Achieving an even distribution of work between MPI ranks is essential to effective parallel scalability. The decomposition methods supported in the Finite Element Assembly block assume that cost of computation is roughly equal for all elements in the mesh, and seek to evenly balance the number of elements between MPI ranks. In many cases this is a good assumption, and all that is necessary to achieve good parallel scalability with Aria. However in some more complicated models this assumption breaks down, and it is possible to significantly improve Aria’s parallel performance by performing one or more rebalance operations that can leverage timing information during the simulation to improve the parallel decomposition. This is particularly common in models containing features like:

  • Different equations solved on different mesh blocks

  • Chemistry calculations present on only a subset of the mesh, or where there is a reaction front that moves with time during the run.

  • Multiple equation systems

  • Mesh adaptivity (either standard AMR or CDFEM)

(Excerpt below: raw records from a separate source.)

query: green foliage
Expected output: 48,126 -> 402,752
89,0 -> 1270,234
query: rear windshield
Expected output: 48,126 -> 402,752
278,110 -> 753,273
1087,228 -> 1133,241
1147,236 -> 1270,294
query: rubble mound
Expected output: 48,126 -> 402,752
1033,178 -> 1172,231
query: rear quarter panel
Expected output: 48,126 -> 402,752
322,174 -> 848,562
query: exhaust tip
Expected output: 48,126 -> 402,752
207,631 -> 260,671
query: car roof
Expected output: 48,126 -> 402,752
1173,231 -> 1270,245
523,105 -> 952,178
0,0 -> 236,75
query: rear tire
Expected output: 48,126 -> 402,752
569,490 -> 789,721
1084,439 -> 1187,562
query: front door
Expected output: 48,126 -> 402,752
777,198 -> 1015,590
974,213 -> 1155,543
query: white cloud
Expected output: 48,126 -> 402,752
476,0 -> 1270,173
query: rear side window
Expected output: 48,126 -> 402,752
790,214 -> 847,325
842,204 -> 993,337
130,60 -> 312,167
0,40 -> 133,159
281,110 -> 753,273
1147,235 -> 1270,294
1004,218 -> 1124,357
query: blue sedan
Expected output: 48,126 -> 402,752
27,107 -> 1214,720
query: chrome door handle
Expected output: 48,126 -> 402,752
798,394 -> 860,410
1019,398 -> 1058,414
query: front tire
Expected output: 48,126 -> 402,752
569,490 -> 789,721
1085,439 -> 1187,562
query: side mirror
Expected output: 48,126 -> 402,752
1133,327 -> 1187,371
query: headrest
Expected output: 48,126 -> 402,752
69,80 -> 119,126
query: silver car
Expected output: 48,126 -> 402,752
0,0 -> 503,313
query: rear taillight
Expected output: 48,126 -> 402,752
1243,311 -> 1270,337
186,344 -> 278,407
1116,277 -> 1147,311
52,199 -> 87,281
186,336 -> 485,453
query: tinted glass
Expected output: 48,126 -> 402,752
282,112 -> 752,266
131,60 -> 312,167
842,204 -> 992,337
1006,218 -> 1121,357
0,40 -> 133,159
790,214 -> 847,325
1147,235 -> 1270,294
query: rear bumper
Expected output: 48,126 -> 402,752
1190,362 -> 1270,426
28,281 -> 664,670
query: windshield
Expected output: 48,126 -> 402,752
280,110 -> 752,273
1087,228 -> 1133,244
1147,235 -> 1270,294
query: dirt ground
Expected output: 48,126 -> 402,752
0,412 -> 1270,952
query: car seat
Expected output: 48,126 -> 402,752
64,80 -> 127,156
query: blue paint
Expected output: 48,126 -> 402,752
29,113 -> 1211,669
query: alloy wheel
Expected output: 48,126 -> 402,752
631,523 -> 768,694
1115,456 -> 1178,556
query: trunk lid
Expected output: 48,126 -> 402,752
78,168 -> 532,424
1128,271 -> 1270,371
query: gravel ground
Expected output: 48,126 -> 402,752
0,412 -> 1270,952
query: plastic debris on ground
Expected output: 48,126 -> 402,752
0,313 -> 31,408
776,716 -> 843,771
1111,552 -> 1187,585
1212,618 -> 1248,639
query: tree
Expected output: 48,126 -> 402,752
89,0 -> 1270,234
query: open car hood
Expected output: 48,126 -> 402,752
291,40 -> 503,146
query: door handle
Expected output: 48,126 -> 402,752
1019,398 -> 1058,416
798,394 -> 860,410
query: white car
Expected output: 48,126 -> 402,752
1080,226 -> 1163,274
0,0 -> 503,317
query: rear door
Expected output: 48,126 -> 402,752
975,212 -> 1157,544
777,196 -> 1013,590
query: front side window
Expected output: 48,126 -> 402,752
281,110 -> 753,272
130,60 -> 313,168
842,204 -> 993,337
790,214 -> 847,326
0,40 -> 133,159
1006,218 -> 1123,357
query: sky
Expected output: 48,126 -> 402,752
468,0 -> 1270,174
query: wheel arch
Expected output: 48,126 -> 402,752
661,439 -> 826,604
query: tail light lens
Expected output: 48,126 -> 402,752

In some cases > 2x speedups can be achieved via appropriate use of dynamic rebalance. There are two recommended options for enabling rebalance depending on the features in a model:

  1. For cases without transient adaptivity, CDFEM, or chemistry calculations with a moving reaction front a single rebalance operation run after 3-5 time steps is often sufficient. This can be achieved via a few line commands at the Aria Region scope:

    Begin Aria Region myRegion
      Enable Rebalance
      Rebalance Time Step Frequency = 3
      Maximum Number of Rebalances = 1
    
      ...
    End
    
  2. For more dynamic cases with transient adaptivity, CDFEM, or some chemistry calculations it can be advantageous to rebalance multiple times during the run. Note that each rebalance operation has some associated cost so rebalancing too frequently can hurt performance. For example, the input below will check if a rebalance is needed every 10 time steps, and do the rebalance if the mesh imbalance is more than 1.2. The default threshold if the with threshold = X argument is omitted is 1.25:

    Begin Aria Region myRegion
      Enable Rebalance with threshold = 1.2
      Rebalance Time Step Frequency = 10
    
      ...
    End
    
  3. When using adaptivity, you can also enable a rebalance to happen after every mesh adapt, using:

    Begin Aria Region myRegion
      Rebalance after adaptivity
    
      ...
    End
    

A full listing of the commands for controlling rebalance is provided here

Note

The issue with creating multiple output files that applies to transient adaptivity also applies to rebalance.